Citations of Cochrane nutrition reviews in guidelines: appraising the “payback” on investment in nutrition evidence synthesis

Date & Time
Wednesday, September 6, 2023, 12:30 PM - 2:00 PM
Location Name
Session Type
Understanding and using evidence
Visser M1, Brand A1, Durao S2, Naude C1
1Centre for Evidence-based Health Care, Division of Biostatistics and Epidemiology, Department of Global Health, Faculty of Medicine and Health Sciences, Stellenbosch University, South Africa
2Cochrane South Africa, South African Medical Research Council, South Africa

Background: High quality systematic reviews are pivotal to evidence-informed guideline development. The extent to which Cochrane nutrition reviews inform health guidelines is unknown.
Objectives: To describe numbers and proportions of Cochrane nutrition reviews cited in published health guidelines and assess the main characteristics and scope of these guidelines.
Methods: We extracted information about citations of reviews in published health guidelines reported in the Cochrane Library for all versions of the reviews in the Cochrane Nutrition review repository. We then accessed the guideline documents citing these reviews to extract their characteristics and scope, translating to English, where needed. We developed a categorisation for the guideline scope and topic coverage informed by the Guidelines International Network guideline library.
Results: Of the 701 reviews in the Cochrane Nutrition repository (August 2021), 441 (all versions) were cited 2,267 times in guidelines between 2010 and 2021. Review Groups with the greatest number of citations were Pregnancy and Childbirth (22.9%), Neonatal (11.6%), Metabolic and Endocrine Disorders (7.2%), Gut (5.2%) and Heart (4.5%).
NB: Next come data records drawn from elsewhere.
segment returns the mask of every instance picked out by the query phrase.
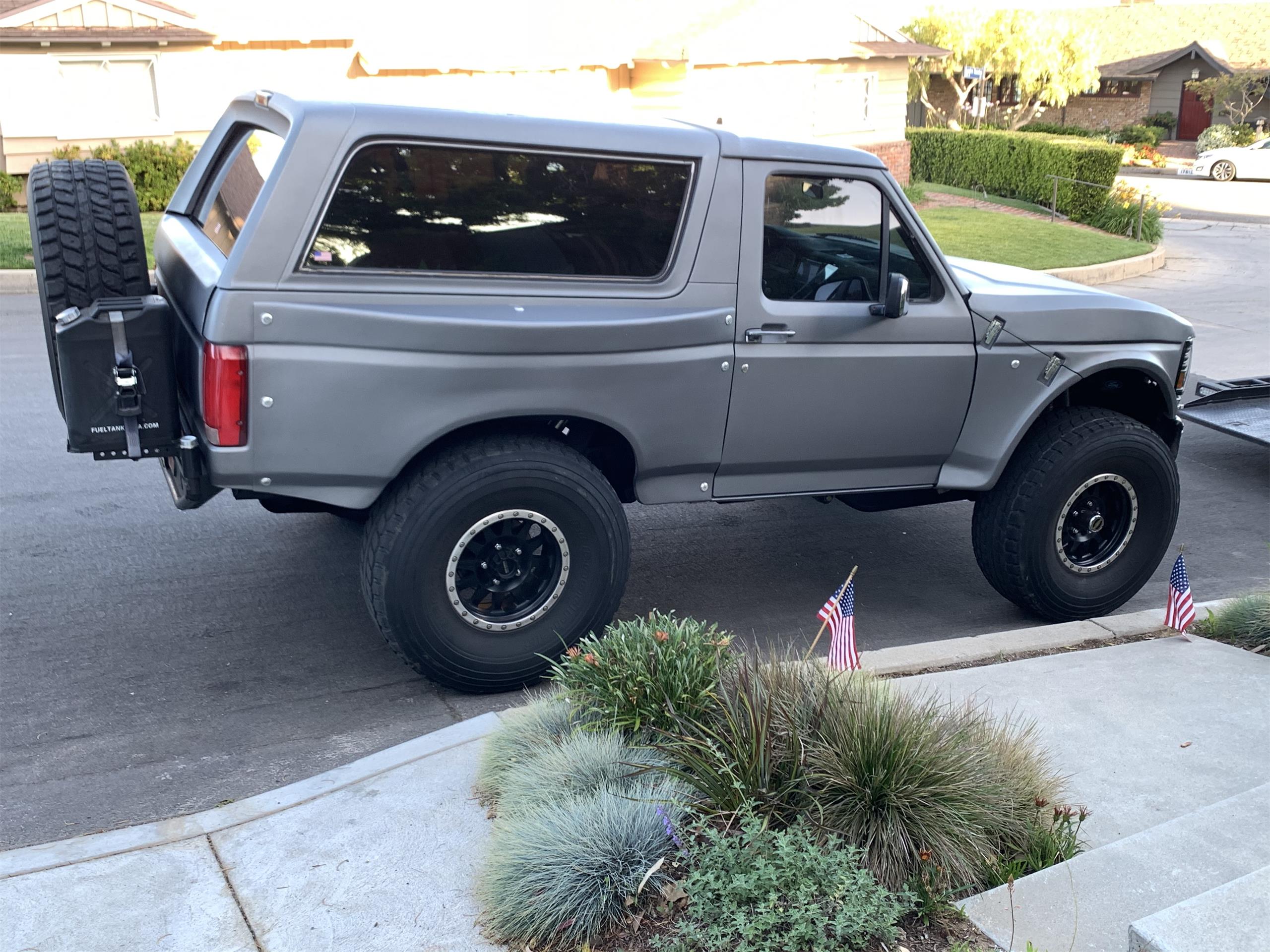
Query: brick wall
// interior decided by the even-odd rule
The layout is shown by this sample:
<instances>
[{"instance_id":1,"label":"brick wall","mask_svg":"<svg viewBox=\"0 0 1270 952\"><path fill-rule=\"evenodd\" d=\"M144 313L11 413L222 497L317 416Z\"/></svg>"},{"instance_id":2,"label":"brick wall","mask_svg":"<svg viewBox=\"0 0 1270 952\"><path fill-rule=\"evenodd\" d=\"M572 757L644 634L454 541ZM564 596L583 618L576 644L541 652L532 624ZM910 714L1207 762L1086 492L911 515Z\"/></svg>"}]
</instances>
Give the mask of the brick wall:
<instances>
[{"instance_id":1,"label":"brick wall","mask_svg":"<svg viewBox=\"0 0 1270 952\"><path fill-rule=\"evenodd\" d=\"M860 146L866 152L872 152L890 169L890 174L900 185L908 184L908 152L909 142L902 138L898 142L875 142L869 146Z\"/></svg>"},{"instance_id":2,"label":"brick wall","mask_svg":"<svg viewBox=\"0 0 1270 952\"><path fill-rule=\"evenodd\" d=\"M1151 113L1151 84L1142 84L1137 96L1072 96L1062 109L1046 109L1045 122L1063 122L1087 129L1118 129L1140 122Z\"/></svg>"}]
</instances>

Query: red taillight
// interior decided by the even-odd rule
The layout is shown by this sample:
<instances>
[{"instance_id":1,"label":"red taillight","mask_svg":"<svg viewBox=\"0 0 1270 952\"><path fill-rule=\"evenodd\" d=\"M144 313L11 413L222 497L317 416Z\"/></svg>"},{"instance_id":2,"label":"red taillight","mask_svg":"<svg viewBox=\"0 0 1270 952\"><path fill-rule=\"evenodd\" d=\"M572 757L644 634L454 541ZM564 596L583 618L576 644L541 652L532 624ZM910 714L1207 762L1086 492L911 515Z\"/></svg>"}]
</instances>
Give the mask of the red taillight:
<instances>
[{"instance_id":1,"label":"red taillight","mask_svg":"<svg viewBox=\"0 0 1270 952\"><path fill-rule=\"evenodd\" d=\"M203 344L203 424L218 447L246 444L246 348Z\"/></svg>"}]
</instances>

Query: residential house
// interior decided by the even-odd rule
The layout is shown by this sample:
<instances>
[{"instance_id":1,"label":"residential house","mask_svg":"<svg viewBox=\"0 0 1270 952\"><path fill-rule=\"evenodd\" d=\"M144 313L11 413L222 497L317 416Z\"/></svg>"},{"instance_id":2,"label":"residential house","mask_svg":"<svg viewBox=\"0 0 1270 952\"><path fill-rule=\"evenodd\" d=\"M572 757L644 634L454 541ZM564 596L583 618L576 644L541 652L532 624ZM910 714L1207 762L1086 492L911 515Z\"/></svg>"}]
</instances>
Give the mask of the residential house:
<instances>
[{"instance_id":1,"label":"residential house","mask_svg":"<svg viewBox=\"0 0 1270 952\"><path fill-rule=\"evenodd\" d=\"M295 96L578 116L657 113L869 149L908 179L913 43L777 0L0 0L0 170L109 138L201 143L225 103Z\"/></svg>"},{"instance_id":2,"label":"residential house","mask_svg":"<svg viewBox=\"0 0 1270 952\"><path fill-rule=\"evenodd\" d=\"M1038 117L1044 122L1118 129L1154 113L1171 113L1171 136L1194 140L1214 119L1186 89L1189 80L1270 65L1270 3L1135 3L1054 13L1097 43L1100 81L1064 105L1048 108ZM994 77L988 85L988 119L1003 118L1015 102L1011 79ZM955 114L956 94L941 77L932 80L928 98L945 113ZM1270 99L1250 121L1266 117ZM918 122L922 118L921 113L914 116Z\"/></svg>"},{"instance_id":3,"label":"residential house","mask_svg":"<svg viewBox=\"0 0 1270 952\"><path fill-rule=\"evenodd\" d=\"M1194 140L1214 119L1186 89L1189 80L1270 66L1270 4L1134 4L1071 13L1101 38L1101 80L1096 90L1050 110L1045 118L1055 122L1120 128L1172 113L1171 136ZM1248 118L1270 119L1270 99Z\"/></svg>"}]
</instances>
We identified 863 unique guidelines citing nutrition reviews. Of these, 141 were from international developers (professional bodies n=66; expert groups n=38; intergovernmental organisations n=33; other n=4). National guidelines (n=668) were mostly from European and North American professional bodies (n=369) (e.g. American College of Physicians), followed by governmental bodies (n=175) (e.g. NICE, SIGN), and expert groups from Europe, North America and Australia (n=65). Fifty-four guidelines were sub-national. Less than 10% of national/sub-national guidelines were from low- and middle-income countries, and none from Africa. The guidelines scope covered management/treatment (84%), diagnosis (34%), assessment/screening (27%), prevention (25%), patient education/counselling (13%), implementation (10%), and rehabilitation (4%). Topics within these categories included a range of key health conditions and treatments; most addressed chronic conditions (e.g. diabetes, cancer), maternal and child health, enteral and parenteral nutrition and gastroenterological conditions.
Conclusions: Cochrane nutrition reviews are supporting international, national and sub-national guidelines across many key areas in the Global Challenges Framework, including chronic conditions, cancer, and maternal and child health.
Patient, public and/or healthcare consumer involvement: No direct involvement. Guidelines impact practices and policies that affect health outcomes in these groups.